Human kappa light chain targeted Pseudomonas exotoxin A--identifying human antibodies and Fab fragments with favorable characteristics for antibody-drug conjugate development.

机构信息

Division of Stem Cell Transplantation and Immunotherapy, 2nd Department of Medicine, Christian-Albrechts-University, Kiel, Germany.

出版信息

J Immunol Methods. 2011 Aug 31;371(1-2):122-33. doi: 10.1016/j.jim.2011.06.023. Epub 2011 Jun 30.

DOI:10.1016/j.jim.2011.06.023
PMID:21756911
Abstract

Antibody-drug conjugates (ADC) represent promising agents for targeted cancer therapy. To allow rational selection of human antibodies with favorable characteristics for ADC development a screening tool was designed obviating the need of preparing individual covalently linked conjugates. Therefore, α-kappa-ETA' was designed as a fusion protein consisting of a human kappa light chain binding antibody fragment and a truncated version of Pseudomonas exotoxin A. α-kappa-ETA' specifically bound to human kappa light chains of human or human-mouse chimeric antibodies and Fab fragments. Antibody-redirected α-kappa-ETA' specifically inhibited proliferation of antigen-expressing cell lines at low toxin and antibody concentrations. Selected antibodies that efficiently delivered α-kappa-ETA' in the novel assay system were used to generate scFv-based covalently linked immunotoxins.
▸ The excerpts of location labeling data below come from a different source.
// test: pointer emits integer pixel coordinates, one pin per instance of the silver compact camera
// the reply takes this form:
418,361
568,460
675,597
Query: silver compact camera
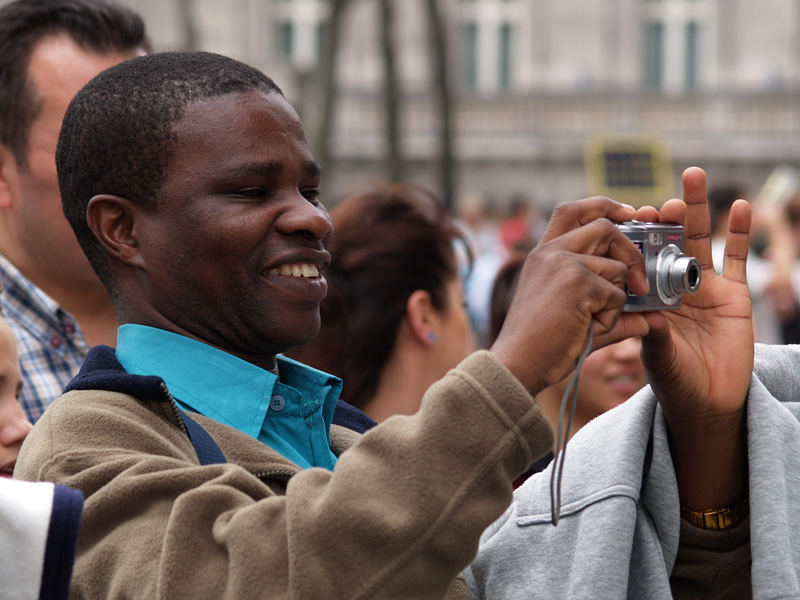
670,272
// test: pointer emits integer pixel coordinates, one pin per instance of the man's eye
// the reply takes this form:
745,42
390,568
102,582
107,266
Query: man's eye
311,195
254,192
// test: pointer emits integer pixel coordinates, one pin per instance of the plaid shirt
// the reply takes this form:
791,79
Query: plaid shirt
50,342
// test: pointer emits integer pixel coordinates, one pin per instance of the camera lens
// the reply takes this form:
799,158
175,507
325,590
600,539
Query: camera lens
676,274
684,274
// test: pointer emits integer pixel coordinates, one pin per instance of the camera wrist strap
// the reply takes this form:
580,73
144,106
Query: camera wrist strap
560,453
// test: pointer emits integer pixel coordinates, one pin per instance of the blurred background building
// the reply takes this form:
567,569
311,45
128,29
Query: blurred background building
548,100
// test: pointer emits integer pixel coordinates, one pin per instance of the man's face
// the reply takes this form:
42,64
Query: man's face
35,230
234,247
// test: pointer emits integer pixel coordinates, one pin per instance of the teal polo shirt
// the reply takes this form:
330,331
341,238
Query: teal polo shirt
291,414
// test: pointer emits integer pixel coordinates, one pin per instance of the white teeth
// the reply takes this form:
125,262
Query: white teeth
295,270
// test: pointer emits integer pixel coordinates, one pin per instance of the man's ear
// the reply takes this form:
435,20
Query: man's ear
9,177
423,320
111,219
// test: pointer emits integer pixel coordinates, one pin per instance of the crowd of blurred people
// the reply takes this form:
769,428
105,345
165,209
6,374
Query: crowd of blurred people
412,290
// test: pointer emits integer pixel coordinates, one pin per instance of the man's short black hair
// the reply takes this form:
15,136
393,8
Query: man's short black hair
118,132
95,25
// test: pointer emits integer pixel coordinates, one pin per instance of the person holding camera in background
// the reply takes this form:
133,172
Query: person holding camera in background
208,461
627,526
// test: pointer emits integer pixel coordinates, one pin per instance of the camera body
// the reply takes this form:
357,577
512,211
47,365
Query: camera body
670,272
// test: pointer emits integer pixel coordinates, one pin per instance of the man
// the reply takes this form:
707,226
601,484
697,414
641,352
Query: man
190,185
53,300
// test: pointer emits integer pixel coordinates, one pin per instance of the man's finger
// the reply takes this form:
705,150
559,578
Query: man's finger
698,219
603,238
572,215
737,244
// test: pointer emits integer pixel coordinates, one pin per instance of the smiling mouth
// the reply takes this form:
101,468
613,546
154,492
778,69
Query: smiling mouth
306,270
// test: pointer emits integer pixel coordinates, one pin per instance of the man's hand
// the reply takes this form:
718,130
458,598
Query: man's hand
699,358
574,278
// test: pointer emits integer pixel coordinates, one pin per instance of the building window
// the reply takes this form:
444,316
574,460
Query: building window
505,54
673,43
297,30
284,39
691,55
470,54
654,55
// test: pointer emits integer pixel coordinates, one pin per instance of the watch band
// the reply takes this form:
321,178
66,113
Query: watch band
717,519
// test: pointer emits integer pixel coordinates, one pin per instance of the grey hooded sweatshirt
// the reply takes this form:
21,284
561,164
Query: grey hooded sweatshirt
620,526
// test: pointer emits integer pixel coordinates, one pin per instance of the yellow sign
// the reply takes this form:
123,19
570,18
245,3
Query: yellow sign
635,169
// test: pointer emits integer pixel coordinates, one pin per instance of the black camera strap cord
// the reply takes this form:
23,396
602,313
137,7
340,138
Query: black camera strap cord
560,453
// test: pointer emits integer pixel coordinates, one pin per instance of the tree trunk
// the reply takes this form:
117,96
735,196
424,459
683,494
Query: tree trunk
441,81
393,168
322,150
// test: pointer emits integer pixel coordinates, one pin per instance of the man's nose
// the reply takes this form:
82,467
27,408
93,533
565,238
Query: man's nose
15,431
301,215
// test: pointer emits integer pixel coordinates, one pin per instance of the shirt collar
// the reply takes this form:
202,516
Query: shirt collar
215,383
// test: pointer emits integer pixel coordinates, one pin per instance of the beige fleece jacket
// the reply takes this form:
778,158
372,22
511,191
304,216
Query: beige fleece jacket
399,517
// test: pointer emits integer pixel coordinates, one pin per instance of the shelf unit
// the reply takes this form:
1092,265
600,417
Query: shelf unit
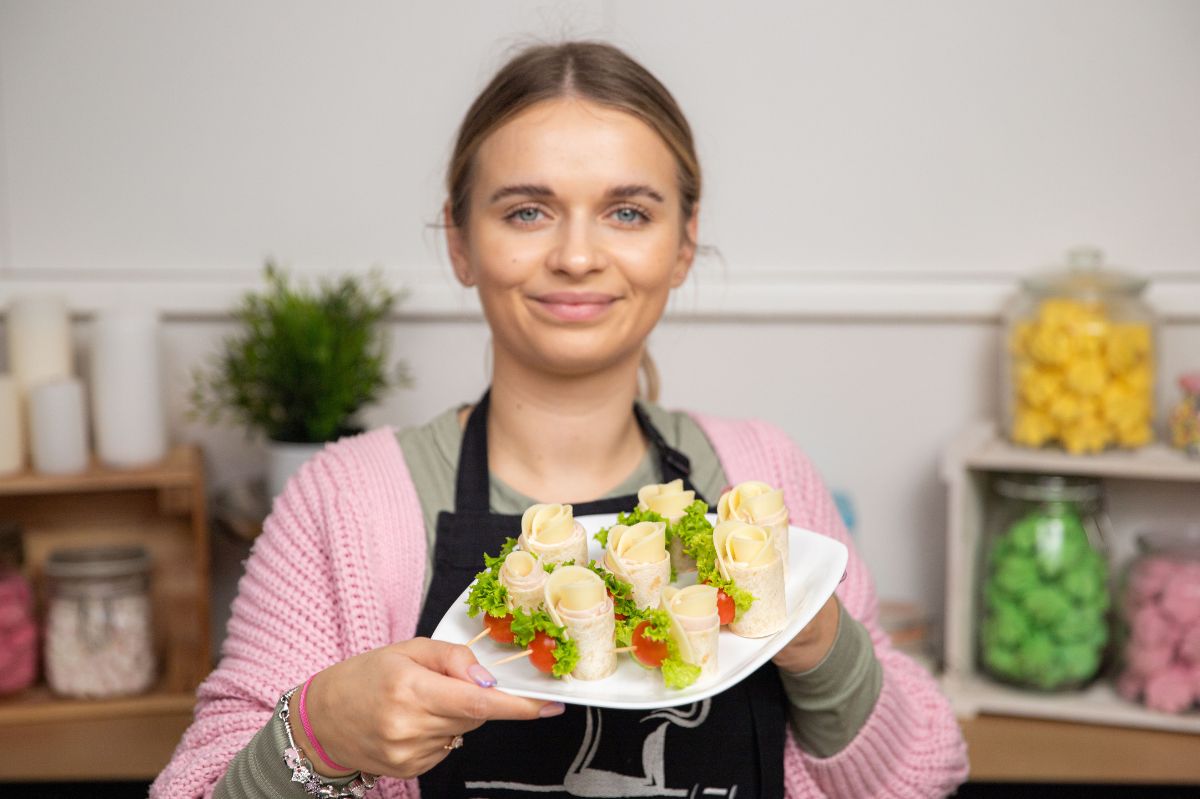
161,508
1146,487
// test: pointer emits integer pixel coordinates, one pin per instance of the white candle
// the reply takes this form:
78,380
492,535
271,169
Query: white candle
126,389
12,433
58,427
39,341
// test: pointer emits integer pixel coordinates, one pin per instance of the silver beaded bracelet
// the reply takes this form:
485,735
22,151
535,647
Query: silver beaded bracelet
303,772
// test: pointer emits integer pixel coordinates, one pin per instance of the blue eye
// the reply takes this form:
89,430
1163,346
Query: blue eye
629,215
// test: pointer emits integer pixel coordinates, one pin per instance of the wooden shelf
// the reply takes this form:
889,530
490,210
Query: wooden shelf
161,508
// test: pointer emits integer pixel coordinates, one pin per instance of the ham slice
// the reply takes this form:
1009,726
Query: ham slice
747,554
551,534
695,624
525,580
637,556
670,500
576,599
756,503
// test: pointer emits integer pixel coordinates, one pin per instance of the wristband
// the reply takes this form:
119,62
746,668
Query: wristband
303,772
312,737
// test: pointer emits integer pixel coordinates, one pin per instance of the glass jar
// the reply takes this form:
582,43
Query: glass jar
18,630
1044,594
1161,630
1079,359
1186,416
99,634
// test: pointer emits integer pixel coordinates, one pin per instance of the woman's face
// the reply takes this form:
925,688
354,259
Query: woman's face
575,235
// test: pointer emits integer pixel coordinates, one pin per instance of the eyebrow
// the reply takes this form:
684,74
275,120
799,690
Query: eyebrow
624,191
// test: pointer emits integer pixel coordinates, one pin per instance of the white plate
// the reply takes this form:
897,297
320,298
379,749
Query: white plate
816,564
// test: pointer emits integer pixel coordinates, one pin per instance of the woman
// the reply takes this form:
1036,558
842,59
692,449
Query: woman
573,209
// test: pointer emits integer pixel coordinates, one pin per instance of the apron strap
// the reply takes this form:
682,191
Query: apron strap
472,484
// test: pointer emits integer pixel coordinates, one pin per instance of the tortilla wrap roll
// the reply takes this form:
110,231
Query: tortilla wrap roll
577,599
525,580
670,500
695,624
747,556
551,534
756,503
637,554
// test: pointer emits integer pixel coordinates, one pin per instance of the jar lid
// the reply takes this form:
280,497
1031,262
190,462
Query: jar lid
97,563
12,547
1084,276
1045,488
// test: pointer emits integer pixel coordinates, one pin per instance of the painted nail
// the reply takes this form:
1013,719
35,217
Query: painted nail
481,676
552,709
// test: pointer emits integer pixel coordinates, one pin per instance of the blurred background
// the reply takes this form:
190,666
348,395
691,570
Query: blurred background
880,179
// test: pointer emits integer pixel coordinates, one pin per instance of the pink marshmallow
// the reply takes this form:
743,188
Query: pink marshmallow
1149,578
1152,629
1149,661
1189,644
1181,598
1171,691
1129,685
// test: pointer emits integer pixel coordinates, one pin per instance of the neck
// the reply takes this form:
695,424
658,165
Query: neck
563,439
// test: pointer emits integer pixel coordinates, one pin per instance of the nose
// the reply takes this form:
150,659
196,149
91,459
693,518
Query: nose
577,253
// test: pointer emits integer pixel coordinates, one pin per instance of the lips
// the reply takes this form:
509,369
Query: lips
575,306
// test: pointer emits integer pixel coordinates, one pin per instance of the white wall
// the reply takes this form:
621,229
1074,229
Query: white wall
877,175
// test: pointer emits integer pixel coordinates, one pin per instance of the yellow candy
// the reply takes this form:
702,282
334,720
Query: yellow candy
1086,376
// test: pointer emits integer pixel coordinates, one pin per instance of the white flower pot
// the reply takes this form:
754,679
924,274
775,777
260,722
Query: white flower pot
283,461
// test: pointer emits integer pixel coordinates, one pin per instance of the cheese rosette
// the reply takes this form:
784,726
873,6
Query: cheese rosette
756,503
576,599
637,554
670,500
747,556
525,578
551,534
695,624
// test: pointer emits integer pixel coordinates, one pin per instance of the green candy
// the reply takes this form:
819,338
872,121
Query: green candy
1047,605
1017,575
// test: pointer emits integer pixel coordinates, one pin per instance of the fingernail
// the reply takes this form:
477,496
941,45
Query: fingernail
552,709
481,676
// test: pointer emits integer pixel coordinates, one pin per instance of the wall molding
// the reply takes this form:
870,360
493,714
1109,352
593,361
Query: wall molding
751,295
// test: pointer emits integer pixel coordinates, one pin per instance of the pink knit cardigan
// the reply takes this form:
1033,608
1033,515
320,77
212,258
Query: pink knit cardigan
339,570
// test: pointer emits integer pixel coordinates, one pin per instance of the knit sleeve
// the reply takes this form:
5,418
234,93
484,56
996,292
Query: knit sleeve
911,744
292,618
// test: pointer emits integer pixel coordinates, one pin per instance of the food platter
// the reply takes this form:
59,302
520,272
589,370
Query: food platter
816,564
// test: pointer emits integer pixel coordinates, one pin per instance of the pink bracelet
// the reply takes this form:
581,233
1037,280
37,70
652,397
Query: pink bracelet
312,738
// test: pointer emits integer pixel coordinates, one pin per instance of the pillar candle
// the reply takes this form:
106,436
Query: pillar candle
126,389
39,341
58,427
12,433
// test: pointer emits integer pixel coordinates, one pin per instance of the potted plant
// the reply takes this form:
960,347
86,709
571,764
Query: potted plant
304,362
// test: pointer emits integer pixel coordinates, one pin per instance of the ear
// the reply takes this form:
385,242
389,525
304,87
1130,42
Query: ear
456,245
687,250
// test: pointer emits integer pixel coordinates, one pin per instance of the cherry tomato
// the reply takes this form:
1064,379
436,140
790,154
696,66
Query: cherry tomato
725,606
499,629
543,656
646,652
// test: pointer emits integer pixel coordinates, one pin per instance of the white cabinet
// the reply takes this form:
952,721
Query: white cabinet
1149,487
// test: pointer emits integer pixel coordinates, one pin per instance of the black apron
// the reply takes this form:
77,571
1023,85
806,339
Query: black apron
725,746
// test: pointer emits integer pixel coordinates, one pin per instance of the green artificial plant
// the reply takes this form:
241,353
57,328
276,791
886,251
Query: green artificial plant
305,361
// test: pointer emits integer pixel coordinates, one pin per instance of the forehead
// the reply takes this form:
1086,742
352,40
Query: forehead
574,144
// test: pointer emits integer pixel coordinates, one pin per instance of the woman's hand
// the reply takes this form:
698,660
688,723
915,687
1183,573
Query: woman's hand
393,710
813,643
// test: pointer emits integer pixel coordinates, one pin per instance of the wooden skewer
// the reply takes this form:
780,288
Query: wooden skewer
511,658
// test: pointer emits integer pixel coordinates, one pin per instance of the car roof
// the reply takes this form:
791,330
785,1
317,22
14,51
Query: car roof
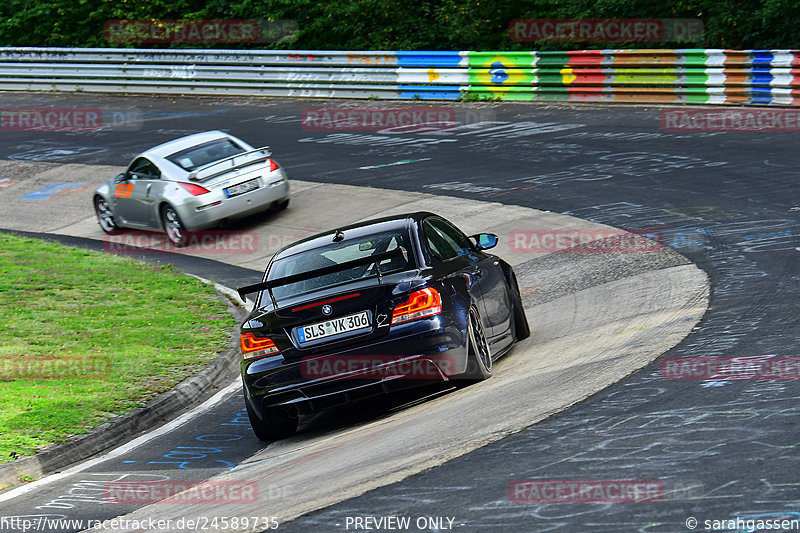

These molecules efficiently triggered apoptosis of target cells, indicating that antibodies identified in our assay system can be converted to functional immunoconjugates. Finally, a panel of human epidermal growth factor receptor (EGFR) antibodies was screened--demonstrating favorable characteristics with antibody 2F8. These data suggest that antibodies with potential for Pseudomonas exotoxin A-based ADC development can be identified using the novel α-kappa-ETA' conjugate.

摘要

抗体药物偶联物(ADC)是一种有前途的靶向癌症治疗药物。为了能够合理选择对 ADC 开发具有有利特性的人源抗体,设计了一种筛选工具,该工具避免了制备单个共价连接偶联物的需要。因此,设计了 α-κ-ETA'作为一种融合蛋白,由与人κ轻链结合的抗体片段和假单胞菌外毒素 A 的截断版本组成。α-κ-ETA'特异性结合人源或人源嵌合抗体和 Fab 片段的 κ 轻链。抗体导向的 α-κ-ETA'在低毒素和抗体浓度下特异性抑制表达抗原的细胞系的增殖。在新型测定系统中有效递送 α-κ-ETA'的选定抗体被用于生成 scFv 为基础的共价连接免疫毒素。这些分子有效地引发靶细胞凋亡,表明在我们的测定系统中鉴定的抗体可以转化为功能性免疫偶联物。最后,筛选了一组人表皮生长因子受体(EGFR)抗体——抗体 2F8 表现出良好的特性。这些数据表明,使用新型 α-κ-ETA'缀合物可以鉴定出具有假单胞菌外毒素 A 为基础的 ADC 开发潜力的抗体。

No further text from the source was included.